Although educational technology best practices have a significant positive impact, they are not widely and consistently practiced. Effective technology implementation in schools is complex, with hundreds of interrelated factors playing a part. A failure of just one factor can seriously impact the success of the project. For example, one commonly reported problem is insufficient Internet bandwidth to support the substantial increase in devices in a 1:1 implementation. This leads to student and teacher frustration and reduced usage levels.
Project RED has identified the nine key implementation factors (KIFs) that are linked most strongly to the education success measures.
Key Implementation Factors
(Rank Order of Predictive Strength)
- Intervention classes: Technology is integrated into every intervention class period.
- Change management leadership by principal: Leaders provide time for teacher professional learning and collaboration at least monthly.
- Online collaboration: Students use technology daily for online collaboration (games/simulations and social media).
- Core subjects: Technology is integrated into core curriculum weekly or more frequently.
- Online formative assessments: Assessments are done at least weekly.
- Student-computer ratio: Lower ratios improve outcomes.
- Virtual field trips: With more frequent use, virtual trips are more powerful. The best schools do these at least monthly.
- Search engines: Students use daily.
- Principal training: Principals are trained in teacher buy-in, best practices, and technology-transformed learning.

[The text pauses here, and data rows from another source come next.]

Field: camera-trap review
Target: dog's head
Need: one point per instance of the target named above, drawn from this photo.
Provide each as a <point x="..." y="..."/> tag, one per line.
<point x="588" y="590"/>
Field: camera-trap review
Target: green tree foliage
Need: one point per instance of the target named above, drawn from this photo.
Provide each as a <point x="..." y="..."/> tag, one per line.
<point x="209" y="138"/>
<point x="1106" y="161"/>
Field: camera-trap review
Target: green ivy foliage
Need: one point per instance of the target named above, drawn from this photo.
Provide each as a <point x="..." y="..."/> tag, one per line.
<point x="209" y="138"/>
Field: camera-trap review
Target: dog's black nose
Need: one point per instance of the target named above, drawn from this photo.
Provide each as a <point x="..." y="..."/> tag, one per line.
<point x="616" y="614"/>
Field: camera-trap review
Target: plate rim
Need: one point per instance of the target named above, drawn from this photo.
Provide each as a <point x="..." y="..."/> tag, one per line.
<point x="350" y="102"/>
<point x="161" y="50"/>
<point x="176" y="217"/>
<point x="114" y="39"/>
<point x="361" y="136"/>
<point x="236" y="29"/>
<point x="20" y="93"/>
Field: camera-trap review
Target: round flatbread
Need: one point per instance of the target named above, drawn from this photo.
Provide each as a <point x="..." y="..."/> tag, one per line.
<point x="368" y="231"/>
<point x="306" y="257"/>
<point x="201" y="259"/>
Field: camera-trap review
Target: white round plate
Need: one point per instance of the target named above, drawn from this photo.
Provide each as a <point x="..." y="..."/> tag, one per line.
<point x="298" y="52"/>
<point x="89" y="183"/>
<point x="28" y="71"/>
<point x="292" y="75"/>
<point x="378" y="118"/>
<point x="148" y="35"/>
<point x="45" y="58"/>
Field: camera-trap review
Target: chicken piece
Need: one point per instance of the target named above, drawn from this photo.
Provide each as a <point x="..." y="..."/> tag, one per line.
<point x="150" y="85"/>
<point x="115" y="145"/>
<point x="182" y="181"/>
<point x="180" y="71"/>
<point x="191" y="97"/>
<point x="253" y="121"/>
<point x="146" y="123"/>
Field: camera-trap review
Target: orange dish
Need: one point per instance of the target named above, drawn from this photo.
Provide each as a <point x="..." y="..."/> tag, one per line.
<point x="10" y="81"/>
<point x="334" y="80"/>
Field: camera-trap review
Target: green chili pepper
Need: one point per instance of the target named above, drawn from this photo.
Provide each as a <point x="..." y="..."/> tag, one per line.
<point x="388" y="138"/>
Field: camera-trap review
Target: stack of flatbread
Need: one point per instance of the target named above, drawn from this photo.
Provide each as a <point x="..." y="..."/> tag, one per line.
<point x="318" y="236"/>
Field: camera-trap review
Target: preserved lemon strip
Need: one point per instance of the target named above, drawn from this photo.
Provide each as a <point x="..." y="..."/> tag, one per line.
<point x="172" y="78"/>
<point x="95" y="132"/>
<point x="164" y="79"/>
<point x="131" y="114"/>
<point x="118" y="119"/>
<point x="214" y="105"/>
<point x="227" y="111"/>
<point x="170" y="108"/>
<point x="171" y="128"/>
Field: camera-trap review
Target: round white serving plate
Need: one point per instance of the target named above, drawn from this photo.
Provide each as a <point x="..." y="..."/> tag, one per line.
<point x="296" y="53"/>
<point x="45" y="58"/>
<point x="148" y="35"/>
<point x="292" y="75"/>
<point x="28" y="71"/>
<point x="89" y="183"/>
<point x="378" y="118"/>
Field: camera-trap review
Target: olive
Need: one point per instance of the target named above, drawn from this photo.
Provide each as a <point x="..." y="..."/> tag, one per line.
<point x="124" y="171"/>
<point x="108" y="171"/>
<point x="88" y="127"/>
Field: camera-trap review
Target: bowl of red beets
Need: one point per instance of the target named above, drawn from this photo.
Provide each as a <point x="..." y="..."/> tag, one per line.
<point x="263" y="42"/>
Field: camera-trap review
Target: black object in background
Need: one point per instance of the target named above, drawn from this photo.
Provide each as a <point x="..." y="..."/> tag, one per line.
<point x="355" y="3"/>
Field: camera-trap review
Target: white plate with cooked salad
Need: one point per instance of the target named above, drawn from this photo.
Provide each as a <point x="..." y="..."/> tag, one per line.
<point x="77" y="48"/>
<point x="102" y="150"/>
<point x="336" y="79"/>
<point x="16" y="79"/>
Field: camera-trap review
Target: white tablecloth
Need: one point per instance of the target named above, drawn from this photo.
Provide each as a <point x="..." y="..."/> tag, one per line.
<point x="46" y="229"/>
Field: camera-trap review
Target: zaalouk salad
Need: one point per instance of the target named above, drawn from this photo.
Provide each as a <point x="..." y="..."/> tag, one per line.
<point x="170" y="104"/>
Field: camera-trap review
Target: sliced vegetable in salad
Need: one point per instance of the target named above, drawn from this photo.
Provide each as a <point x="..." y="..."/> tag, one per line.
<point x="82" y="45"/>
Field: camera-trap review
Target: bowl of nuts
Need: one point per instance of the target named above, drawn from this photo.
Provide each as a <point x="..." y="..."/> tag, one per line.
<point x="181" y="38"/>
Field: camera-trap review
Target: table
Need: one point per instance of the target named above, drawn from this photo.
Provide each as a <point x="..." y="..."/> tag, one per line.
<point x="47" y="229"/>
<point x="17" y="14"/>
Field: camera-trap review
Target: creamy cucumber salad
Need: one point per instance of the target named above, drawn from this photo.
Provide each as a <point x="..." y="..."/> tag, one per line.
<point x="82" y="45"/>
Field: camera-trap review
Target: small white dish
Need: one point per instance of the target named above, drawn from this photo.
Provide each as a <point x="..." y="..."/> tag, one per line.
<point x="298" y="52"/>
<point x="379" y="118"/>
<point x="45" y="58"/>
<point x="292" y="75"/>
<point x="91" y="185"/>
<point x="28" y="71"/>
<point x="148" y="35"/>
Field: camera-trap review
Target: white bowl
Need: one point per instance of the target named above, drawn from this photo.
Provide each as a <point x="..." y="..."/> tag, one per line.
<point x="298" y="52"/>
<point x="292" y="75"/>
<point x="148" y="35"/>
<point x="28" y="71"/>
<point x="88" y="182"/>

Substantial evidence shows that technology has a positive financial impact, but for best results, schools need to invest in the re- engineering of schools, not just technology itself. Properly implemented educational technology can be revenue-positive at all levels—federal, state, and local. Project RED respondents report that technology contributes to cost reductions and productivity improvements—the richer the technology implementation, the more positive the impact.
Finding 3: 1:1 schools employing key implementation factors outperform all schools and all other 1:1 schools.
A 1:1 student-computer ratio has a higher impact on student outcomes and financial benefits than other ratios, and the key implementation factors (KIFs) increase both benefits.
Evidence supporting the third Project RED hypothesis: Continuous access to a computing device for every student leads to increased academic achievement and financial benefits, especially when technology is properly implemented.
In general, respondents say that schools with a 1:1 student-computer ratio outperform non-1:1 schools on both academic and financial benefits.
Finding 4: The principal’s ability to lead change is critical. Change must be modeled and championed at the principal level.
The impact of a good principal has been widely documented. Good principals also contribute to distributive leadership, in which team members surrounding the principal play an important role. As shown in earlier studies, strong district leadership is also essential for successful schools. All levels of leadership are important, individually and collectively, including school boards, superintendents, and assistant superintendents for curriculum, instruction, technology, finance, and operations. Project RED analysis shows that within the school the principal is one of the most important variables across the 11 education success measures, suggesting that change leadership training for principals involved in large-scale technology implementations is of paramount importance.
Technology-transformed intervention classes are an important component in improving student outcomes. Project RED defines technology-transformed intervention classes as those where technology plays an integral role in the class. Generally every student has a computer, and the curriculum is delivered electronically. Students move at their own pace. The teacher is heavily involved but spends most of his or her time in one-on-one or small- group mode rather than lecture mode.
Project RED found that technology-transformed interventions in ELL, Title I, special education, and reading intervention are the top-model predictor of improved high-stakes test scores, dropout rate reduction, course completion, and improved discipline. No other independent variable is the top-model predictor for more than one education success measure.
This finding also illustrates the power of the student-centric approach enabled by technology, where students typically work at their own pace. Each student can take the time required to complete the course with demonstrated achievement. A few students will take longer than the traditional semester length, but not many.
Online collaboration contributes to improved graduation rates and other academic improvements. Collaboration and interaction among students have long been viewed as important factors in improving student achievement, and participation in study groups is a good predictor of success in college.
Schools must incorporate technology into daily teaching to realize the benefits. The daily use of technology in core classes correlates highly to the desirable education success measures (ESMs). Daily technology use is a top-five indicator of better discipline, better attendance, and increased college attendance.